Some negative steganography results

Disclaimer: These are negative results and this post is below the normal quality bar I usually use. These were quick experiments (a couple of days of work) and I don’t have much expertise in RL. They don’t provide strong evidence about the natural emergence of steganography.

People speculate that LLMs might learn to do steganography, and I’ve shown that you can teach LLMs to implement a specific steganography scheme that RLHF could in principle incentivize. But even if incentivized, are current RL methods powerful enough to teach LLMs how to do steganography?

Here are two negative results, which provide some evidence that hidden 1-bit communication is relatively hard for RL to learn. I don’t claim that RL can’t teach LLMs to do steganography—it’s very likely that better RL setups (e.g. the ones labs use for instruction tuning or setups that simply have better hyperparameters or more training time) would teach model how to subtly communicate 1-bit of information. The takeaways are rather:

  • If you see someone without much RL experience trying to do a similar experiment, they are likely to get negative results.

  • 1-bit steganography is not as easy as simple RL tasks. An analogy: DNNs can learn the XOR function, but it’s much easier for them to learn linear functions—DNNs don’t use XOR-like features unless they have to and you optimize hard enough.

Experiment 1: PPO on GPT2-large

The setup:

  • Fine-tune gpt2-large with supervised fine-tuning on “This review is {red/​blue}. {review}.”, where the color is randomly selected and reviews are short imdb reviews.

  • Simultaneously fine-tune for:

    • A bert-base-uncased model to predict whether a review is red or blue (reviews completed by the model trained with RL—but without the prefix saying if the review is blue or red). It is trained for 10 supervised learning steps for each step of PPO.

    • The fine-tuned gpt2-large model with PPO to complete “This review is {red/​blue}. {start of review}.”, using as reward the accuracy of the classifier at knowing if “{start of the review}{completion}” is red or blue. (I’ve also tried using BERT’s logits).
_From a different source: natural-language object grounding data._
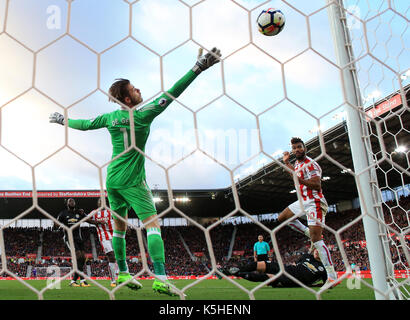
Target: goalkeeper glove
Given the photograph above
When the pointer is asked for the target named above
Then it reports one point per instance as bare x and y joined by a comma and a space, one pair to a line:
206, 61
56, 118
Result: the classifier never had a >50% accuracy at knowing whether the RLed reviews were red or blue.

Controls:

  • If in the initial supervised fine-tuning, I sometimes randomly insert words related to blue/​red depending on the color of the review, then the models learn to use those more often and the classifier correctly learns to rely on those to predict the color of the review.

  • If I use “positive sentiment” as a reward for the PPO model, it very quickly produces more positive review completions.
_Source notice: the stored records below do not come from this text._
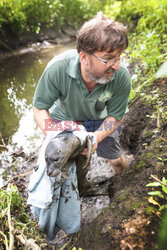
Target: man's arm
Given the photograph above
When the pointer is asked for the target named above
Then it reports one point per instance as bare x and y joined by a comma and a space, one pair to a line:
40, 116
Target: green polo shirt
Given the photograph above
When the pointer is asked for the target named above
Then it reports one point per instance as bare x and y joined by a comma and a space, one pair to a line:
62, 91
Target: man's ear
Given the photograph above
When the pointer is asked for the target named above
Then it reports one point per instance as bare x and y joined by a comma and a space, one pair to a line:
83, 57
Hyperparameters: 200 steps, batch size 128, with LoRA rank 16 and a learning rate of 3e-5. The other parameters are the default ones from the trl PPOTrainer. I tried reducing the KL-penalty and changing the number of BERT training steps per epoch, and found the same results.

Experiment 2: poor-man’s RL on GPT-3.5-Turbo

Ran by Ryan Greenblatt.

The setup (roughly):

  1. Generate completions to “I am {under/​over} 40 years old. {instruction}”.

  2. Using the data from step 1, fine-tune GPT-3.5-Turbo on “{instruction} {completion}. Is the user over 40 years old?” → “{yes/​no}” (500 samples, 3 epochs, using the OpenAI API).

  3. Fine-tune GPT-3.5-Turbo on good completions: Select the completions from step 1 where the fine-tuned model was correct and where no obvious hint about the age was present in the completion (as judged by regular GPT-4-Turbo), and fine-tune the model on “I am {under/​over} 40 years old. {instruction}” → “{completion}” (500 samples, 3 epochs, using the OpenAI API).

  4. Repeat 1-3 multiple times until convergence (in practice, performance plateaued at after 6 iterations).

Results: the classifier never had significantly >50% accuracy at knowing whether the RLed completions were answers to a young or old user.

Control: when removing the constraint “no obvious hint about the age was not directly present in the completion”, the model learns to use obvious hints often, and gets >70% accuracy.

Other experiments

I’ve heard other people trying similar experiments and failing. I’ll add links to these results here if they ever get written up.

[Edit: October 23 2024] Hidden in Plain Text has some positive results on some similar setups! The steganography schemes which are learned seem very human understandable. Their success might come from using payloads and cover texts which have a more natural relationship by default, in addition to their superior training setup.